The reality is it’s not easy. It can be damn tough, quite frankly.
But it is possible. We are possible. In 2016, we are making huge strides in many business sectors – and of the ones where progress is moving a bit slower (manufacturing, science, high tech, green energy, mathematics), there are initiatives underway to boost the number of women entering these fields.
We are shaping the world. We always have, really. In the United States, it’s hard to imagine where our nation would be without the work of such notable women like Fannie Lou Hamer, Harriet Tubman, Susan B. Anthony, Jane Addams, Eleanor Roosevelt, Sojourner Truth, Rosa Parks, Amelia Earhart, Bessie Coleman, Elizabeth Cady Stanton, Mother Jones, Phyllis Wheatley, Dolores Huerta, Roger Arliner Young, Roxie Collie Laybourne, Gloria Steinem, Betty Friedan, Marian Anderson, Clara Barton, Shirley Chisholm and Helen Keller, just to name a few.

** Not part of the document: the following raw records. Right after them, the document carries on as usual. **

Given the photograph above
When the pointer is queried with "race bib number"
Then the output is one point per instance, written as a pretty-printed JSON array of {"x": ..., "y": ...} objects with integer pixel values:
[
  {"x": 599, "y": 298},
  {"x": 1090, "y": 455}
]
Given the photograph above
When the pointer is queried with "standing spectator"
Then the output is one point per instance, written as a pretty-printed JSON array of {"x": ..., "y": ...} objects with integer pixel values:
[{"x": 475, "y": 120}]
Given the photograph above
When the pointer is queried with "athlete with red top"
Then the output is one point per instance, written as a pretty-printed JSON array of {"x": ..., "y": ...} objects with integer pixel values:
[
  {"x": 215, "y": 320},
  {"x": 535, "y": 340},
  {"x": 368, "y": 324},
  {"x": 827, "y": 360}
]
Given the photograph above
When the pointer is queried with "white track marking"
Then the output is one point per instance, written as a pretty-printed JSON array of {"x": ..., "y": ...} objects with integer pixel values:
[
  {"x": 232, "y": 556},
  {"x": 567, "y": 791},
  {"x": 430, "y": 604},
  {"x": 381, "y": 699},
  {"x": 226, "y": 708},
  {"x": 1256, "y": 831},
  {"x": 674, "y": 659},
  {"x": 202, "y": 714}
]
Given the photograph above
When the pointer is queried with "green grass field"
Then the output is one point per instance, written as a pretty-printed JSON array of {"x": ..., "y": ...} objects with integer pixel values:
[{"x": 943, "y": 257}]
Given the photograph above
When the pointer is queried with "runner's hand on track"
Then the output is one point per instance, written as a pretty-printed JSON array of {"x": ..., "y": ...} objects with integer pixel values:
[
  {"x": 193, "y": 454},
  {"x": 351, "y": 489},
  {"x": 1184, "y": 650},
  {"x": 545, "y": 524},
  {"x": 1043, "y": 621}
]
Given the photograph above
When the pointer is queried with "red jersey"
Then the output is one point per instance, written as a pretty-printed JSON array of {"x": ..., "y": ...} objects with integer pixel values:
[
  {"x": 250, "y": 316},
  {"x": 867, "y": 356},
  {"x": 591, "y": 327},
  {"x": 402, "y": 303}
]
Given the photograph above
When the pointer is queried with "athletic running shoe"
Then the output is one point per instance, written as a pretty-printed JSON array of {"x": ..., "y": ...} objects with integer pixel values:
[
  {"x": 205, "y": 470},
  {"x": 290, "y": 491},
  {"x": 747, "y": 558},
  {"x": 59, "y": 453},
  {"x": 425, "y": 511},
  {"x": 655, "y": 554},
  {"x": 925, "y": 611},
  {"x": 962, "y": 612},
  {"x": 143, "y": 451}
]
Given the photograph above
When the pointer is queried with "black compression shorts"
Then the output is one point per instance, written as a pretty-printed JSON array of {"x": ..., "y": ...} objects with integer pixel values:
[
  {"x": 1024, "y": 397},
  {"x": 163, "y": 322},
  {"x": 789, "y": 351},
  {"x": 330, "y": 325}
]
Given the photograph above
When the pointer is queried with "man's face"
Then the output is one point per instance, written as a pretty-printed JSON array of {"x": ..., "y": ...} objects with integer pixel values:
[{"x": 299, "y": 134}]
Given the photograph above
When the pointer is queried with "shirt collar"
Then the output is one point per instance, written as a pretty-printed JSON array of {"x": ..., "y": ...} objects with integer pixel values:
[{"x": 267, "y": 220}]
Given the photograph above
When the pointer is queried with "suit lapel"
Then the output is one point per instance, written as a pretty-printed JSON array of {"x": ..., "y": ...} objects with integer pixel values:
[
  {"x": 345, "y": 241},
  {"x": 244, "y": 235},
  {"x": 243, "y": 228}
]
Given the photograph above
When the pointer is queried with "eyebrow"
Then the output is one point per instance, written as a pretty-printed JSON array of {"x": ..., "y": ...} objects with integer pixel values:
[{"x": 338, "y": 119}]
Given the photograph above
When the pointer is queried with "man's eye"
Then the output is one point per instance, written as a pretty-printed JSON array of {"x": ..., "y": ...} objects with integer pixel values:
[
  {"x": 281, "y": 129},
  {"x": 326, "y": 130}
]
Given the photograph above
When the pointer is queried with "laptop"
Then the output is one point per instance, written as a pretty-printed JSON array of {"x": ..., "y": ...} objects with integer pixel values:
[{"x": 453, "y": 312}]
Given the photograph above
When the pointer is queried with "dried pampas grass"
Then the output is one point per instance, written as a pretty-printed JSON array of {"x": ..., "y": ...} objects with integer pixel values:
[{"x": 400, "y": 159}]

We continue to make history. We are becoming Army rangers. Female Marines are training alongside men to be integrated into combat roles. Last year, the first, full-time female official was hired by the NFL, and the year before that, Economist Janet Yellen because the first female chief of the Federal Reserve.
We are heading up divisions researching planetary space. We are taking on leadership roles in government, healthcare, business, academia, social sciences, and so much more. We are excelling in athletics. Across all racial and ethnic lines, women earn more undergraduate and graduate degrees each year than men.
Just yesterday, Hillary Clinton became the first woman to earn the Democratic nomination for president of the United States. In her remarks at a rally in Brooklyn, Clinton said that we all “owe so much to those who came before,” those pioneers who began fighting for women’s rights in Seneca Falls, N.Y. in 1848.
We owe it to our mothers and grandmothers to live the lives that they could only dream of. We owe it to our daughters, and our sons, to be an example of what is possible through faith, hard work, grit and determination.
We owe it to ourselves to be anything we want to be. To be all that we can be.
Hello Dawn,
Thank you for your inspiring article. I found this website by looking for something else, and I came across the first picture of the young woman in the aviator’s cap and goggles – I had wanted to know more about her, specifically. Alas, your article doesn’t mention who she is, or who the other three women in the historical photos are!!! 😦 😦 I know who Hillary Clinton is, but I’m not sight-familiar with the other four women pictured here. For your non-American readers, could you please add labels to the pictures? For example: name, date of birth and death, what she is most known for. I would really appreciate this, thank you.